Die rautenförmigen Samoun-Brötchen - ein irakisches Grundnahrungsmittel - sind ihr Hauptprodukt. Außen knusprig, innen fluffig: sie sind köstlich, sagen die Frauen.
Die Gruppe stellt auch einfache Nachspeisen her und verkauft diese in der Nachbarschaft. Sie nehmen auch kleinere Catering-Aufträge für traditionelle irakische Gerichte wie tepsi baytinijan – gebackene Aubergine mit Hackfleisch - an.
An einem normalen Tag verkaufen sie bis zu 450 Tüten Samoun-Brot - mit jeweils zehn Stück - und nehmen damit etwa USD 300 ein. Ein Teil dieses Brotes wird an lokale Bäcker*innen für die nahe gelegenen Schulen weiterverkauft, damit die Kinder jeden Tag frisches Brot essen können. Nach Abzug der Kosten wie Mehl, weiterer Zutaten, Gas und Strom erzielen die Frauen ein bescheidenes, aber nachhaltiges Einkommen. Der Gewinn wird zu gleichen Teilen unter den Frauen aufgeteilt und ein Teil wird wieder in das Unternehmen reinvestiert, damit es weiterwachsen kann.
Wadhaha, die Buchhalterin der Gruppe, zeigt aufgeregt ihr Geschäftsbuch. "Nachdem wir die Kosten von den Einnahmen abgezogen haben, können wir mit unserem Einkommen unsere Kinder zu versorgen und sogar ältere Familienmitglieder unterstützen“. Der Schichtbetrieb in der Bäckerei erlaubt den Frauen, auch weiterhin der Arbeit im Haushalt nachzukommen.
Über die letzten zwei Jahre haben die Bäckerinnen durch die Unterstützung von WFP Fortbildungen zu Ernährung, dem Anbau von Gemüse und der Zubereitung von Essen für den Verkauf erhalten. Einige der Frauen lernten, wie sie Marmelade aus den frischen Früchten aus ihrem Garten herstellen können. „Ich habe in diesen Kursen viel gelernt“ sagt Raghad. „Techniken, die ich bei der Arbeit anwenden kann.“
Im Rahmen des Ninewa-Projekts, das in Zusammenarbeit mit WFP, dem NGO-Partner Samaritan's Purse und den örtlichen Behörden durchgeführt wird, erwarben die Frauen auch betriebswirtschaftliche Kenntnisse, die für die Gründung und Führung ihrer Bäckerei entscheidend waren. Dazu gehört Buchhaltung, Gewinn- und Verlustrechnung, Marketing, Essenshygiene und wie traditionelle Backwaren hergestellt und verkauft werden können, für die es einen stetigen Bedarf gibt.

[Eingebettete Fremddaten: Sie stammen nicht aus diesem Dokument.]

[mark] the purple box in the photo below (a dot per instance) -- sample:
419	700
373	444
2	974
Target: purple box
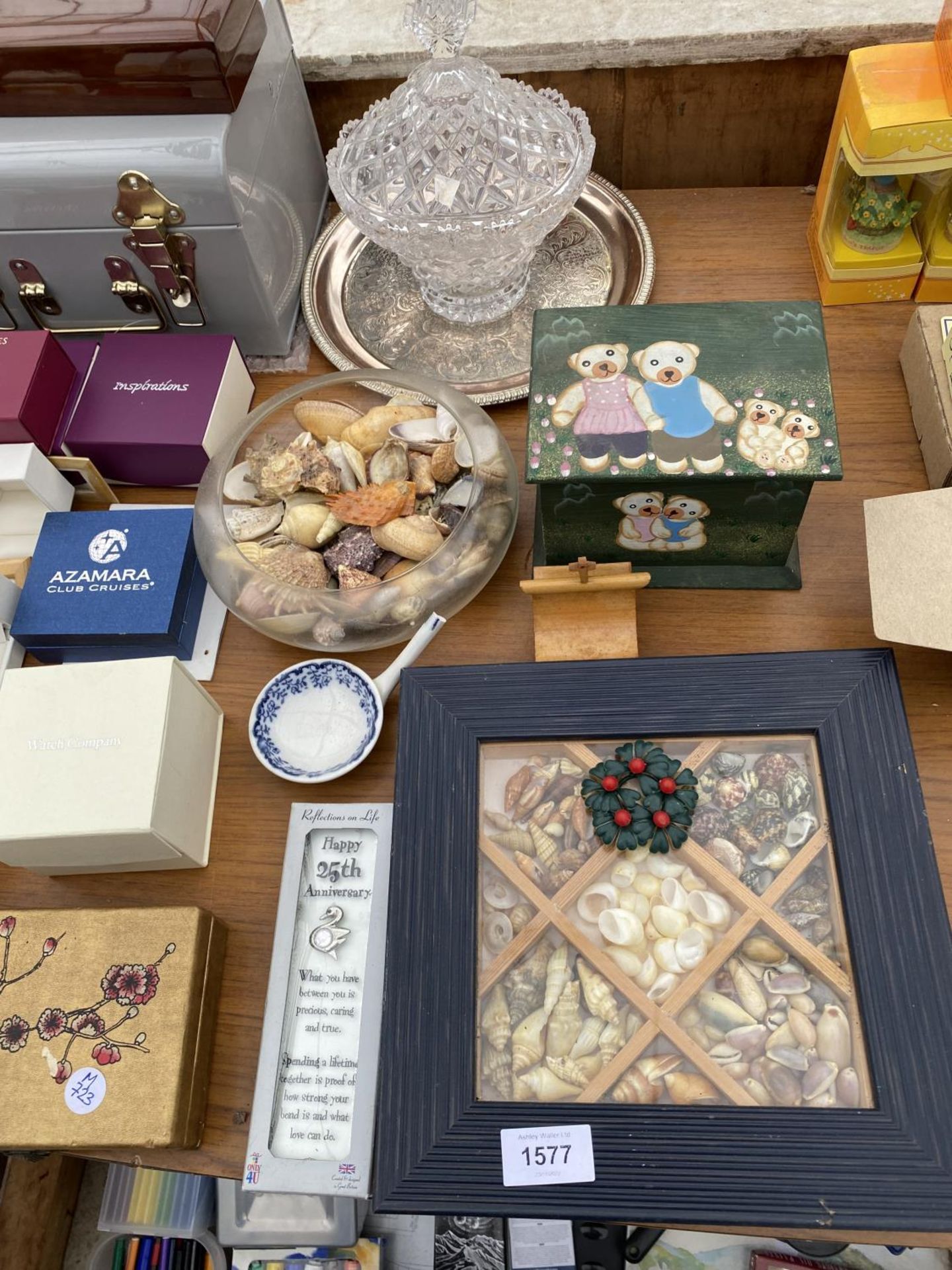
36	380
155	409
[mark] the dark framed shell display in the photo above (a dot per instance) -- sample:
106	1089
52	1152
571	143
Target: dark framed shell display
742	1005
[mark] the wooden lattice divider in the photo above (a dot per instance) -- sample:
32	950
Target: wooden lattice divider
752	912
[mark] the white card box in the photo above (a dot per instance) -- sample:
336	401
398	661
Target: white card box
107	766
315	1093
30	488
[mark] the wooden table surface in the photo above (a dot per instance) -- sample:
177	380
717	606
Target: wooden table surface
711	245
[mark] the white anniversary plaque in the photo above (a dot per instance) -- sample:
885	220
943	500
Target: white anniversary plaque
313	1113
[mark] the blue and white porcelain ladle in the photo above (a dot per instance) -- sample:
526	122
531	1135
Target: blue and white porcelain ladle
319	719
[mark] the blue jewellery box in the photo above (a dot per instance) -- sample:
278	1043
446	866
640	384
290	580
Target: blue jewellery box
112	585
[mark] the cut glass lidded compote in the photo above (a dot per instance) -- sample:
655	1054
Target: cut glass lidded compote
461	173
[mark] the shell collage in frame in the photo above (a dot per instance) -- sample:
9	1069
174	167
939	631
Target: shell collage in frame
777	1029
756	810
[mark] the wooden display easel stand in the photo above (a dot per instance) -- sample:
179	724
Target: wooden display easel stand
584	611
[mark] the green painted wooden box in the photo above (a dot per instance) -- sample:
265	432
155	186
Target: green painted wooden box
684	439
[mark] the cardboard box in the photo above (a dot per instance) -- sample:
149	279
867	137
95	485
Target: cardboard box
930	393
108	1025
30	488
104	586
107	766
154	411
910	581
36	380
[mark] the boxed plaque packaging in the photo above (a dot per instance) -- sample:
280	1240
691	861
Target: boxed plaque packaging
131	751
154	411
111	586
107	1029
682	439
160	171
36	381
30	488
314	1104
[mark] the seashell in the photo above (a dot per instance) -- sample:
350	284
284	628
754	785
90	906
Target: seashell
728	763
598	994
635	1087
426	433
253	523
496	931
749	1038
444	464
514	840
621	927
723	1013
498	1070
820	1076
748	990
664	952
833	1040
372	429
688	1089
786	984
325	419
663	867
611	1040
633	902
790	1057
390	462
543	1085
546	847
534	870
724	1053
783	1085
295	566
673	894
796	792
498	893
557	974
690	949
663	987
710	908
848	1087
372	506
729	792
587	1040
772	855
626	959
521	916
495	1019
564	1023
575	1071
763	951
725	853
648	886
800	829
757	1091
666	921
528	1040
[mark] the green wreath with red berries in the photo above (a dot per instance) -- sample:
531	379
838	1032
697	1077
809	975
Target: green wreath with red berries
641	798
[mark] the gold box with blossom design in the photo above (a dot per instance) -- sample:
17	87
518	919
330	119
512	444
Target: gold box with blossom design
106	1025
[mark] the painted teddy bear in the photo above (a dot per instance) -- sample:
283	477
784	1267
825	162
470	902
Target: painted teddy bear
681	411
601	409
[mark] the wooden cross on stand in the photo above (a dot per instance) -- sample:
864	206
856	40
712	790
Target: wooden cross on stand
584	611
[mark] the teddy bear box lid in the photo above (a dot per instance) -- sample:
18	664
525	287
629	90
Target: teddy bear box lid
717	392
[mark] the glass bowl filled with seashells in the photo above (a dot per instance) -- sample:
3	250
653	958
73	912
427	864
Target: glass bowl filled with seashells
342	515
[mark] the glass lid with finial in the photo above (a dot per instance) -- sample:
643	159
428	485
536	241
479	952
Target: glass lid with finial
460	172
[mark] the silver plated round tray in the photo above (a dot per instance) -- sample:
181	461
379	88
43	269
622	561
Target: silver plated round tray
365	312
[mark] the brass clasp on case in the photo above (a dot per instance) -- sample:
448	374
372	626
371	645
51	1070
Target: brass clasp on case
171	257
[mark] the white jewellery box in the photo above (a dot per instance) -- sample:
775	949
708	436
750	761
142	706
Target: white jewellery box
107	766
30	488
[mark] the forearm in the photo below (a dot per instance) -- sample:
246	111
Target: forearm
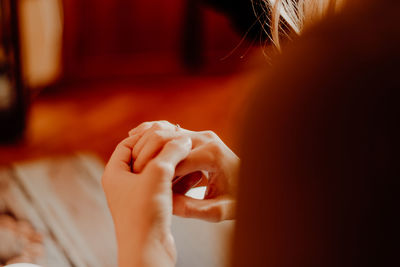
144	249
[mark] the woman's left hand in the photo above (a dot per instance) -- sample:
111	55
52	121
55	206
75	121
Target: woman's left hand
141	203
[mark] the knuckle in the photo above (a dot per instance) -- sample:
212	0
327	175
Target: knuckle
161	168
210	135
215	148
216	213
186	210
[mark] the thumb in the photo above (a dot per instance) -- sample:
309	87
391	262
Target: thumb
213	210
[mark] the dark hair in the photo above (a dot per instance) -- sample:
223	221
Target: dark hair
319	182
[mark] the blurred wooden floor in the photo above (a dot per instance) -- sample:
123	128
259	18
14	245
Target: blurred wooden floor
94	117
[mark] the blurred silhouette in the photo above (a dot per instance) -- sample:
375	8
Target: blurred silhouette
12	95
319	183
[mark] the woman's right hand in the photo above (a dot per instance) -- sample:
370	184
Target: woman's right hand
208	154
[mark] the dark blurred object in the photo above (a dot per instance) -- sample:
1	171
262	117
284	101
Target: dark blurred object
246	16
193	36
12	99
119	39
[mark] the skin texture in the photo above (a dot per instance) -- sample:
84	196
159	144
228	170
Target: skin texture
208	155
141	203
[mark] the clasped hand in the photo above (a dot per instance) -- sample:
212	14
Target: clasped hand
138	186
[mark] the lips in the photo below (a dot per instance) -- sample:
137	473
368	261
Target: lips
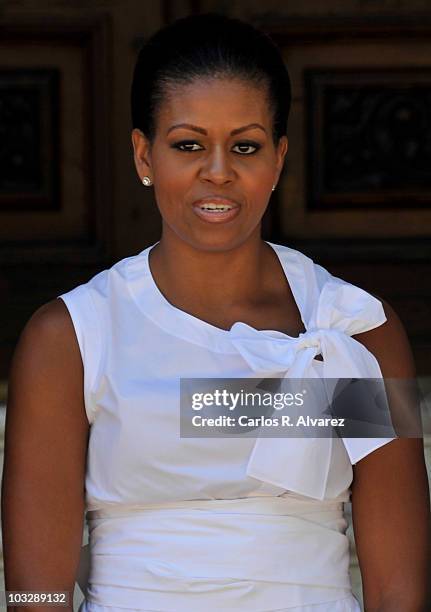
216	209
217	200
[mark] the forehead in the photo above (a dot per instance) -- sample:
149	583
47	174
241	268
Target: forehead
215	103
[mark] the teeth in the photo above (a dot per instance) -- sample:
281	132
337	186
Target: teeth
215	207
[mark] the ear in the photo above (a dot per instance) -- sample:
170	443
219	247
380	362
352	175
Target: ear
282	147
142	153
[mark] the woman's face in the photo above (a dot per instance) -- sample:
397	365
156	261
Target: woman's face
213	140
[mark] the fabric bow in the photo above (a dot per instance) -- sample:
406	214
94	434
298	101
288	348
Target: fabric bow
314	467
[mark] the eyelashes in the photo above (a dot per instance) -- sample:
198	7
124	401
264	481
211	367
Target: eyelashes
181	146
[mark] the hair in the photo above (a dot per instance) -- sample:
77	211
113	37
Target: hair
203	46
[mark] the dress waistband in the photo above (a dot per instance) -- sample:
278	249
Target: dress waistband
286	504
257	552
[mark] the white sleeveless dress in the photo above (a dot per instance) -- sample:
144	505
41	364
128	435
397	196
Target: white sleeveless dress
213	524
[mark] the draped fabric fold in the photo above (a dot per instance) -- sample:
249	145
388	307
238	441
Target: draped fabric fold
302	465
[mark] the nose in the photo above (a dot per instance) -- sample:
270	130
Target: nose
217	167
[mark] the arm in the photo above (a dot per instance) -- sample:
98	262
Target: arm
390	498
46	436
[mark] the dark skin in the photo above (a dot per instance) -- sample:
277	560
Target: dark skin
221	275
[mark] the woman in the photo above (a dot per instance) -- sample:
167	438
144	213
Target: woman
196	524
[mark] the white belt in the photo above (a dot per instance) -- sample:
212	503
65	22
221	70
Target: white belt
251	553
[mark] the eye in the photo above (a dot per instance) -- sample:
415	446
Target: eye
248	145
191	146
185	144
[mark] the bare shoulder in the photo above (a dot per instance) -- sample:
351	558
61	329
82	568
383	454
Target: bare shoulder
390	344
46	362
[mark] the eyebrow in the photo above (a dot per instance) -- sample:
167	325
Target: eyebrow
196	128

Wenn sie gefragt werde, was für weitere Unterstützung sie brauchen, sagt Vikra mit einem Lächeln: „Einen größeren Ofen! Wir bekommen mehr Aufträge von unserer Gemeinde für Süßwaren und wir können so mehr backen.“ Die Backwaren überstehen den ultimativen Geschmacktest, wenn Raghads Tochter auftaucht, sich ein Stücke Samoun schnappt und schnell wegrennt, bevor ihre Mutter sie fassen kann.
Jeden Monat hilft WFP bis zu 712.000 Menschen im Irak zu einer Zeit, in der Familien und Binnenvertriebene darum kämpfen, trotzt der Folgen des Konflikts und des Klimawandels ihre Grundbedürfnisse zu versorgen.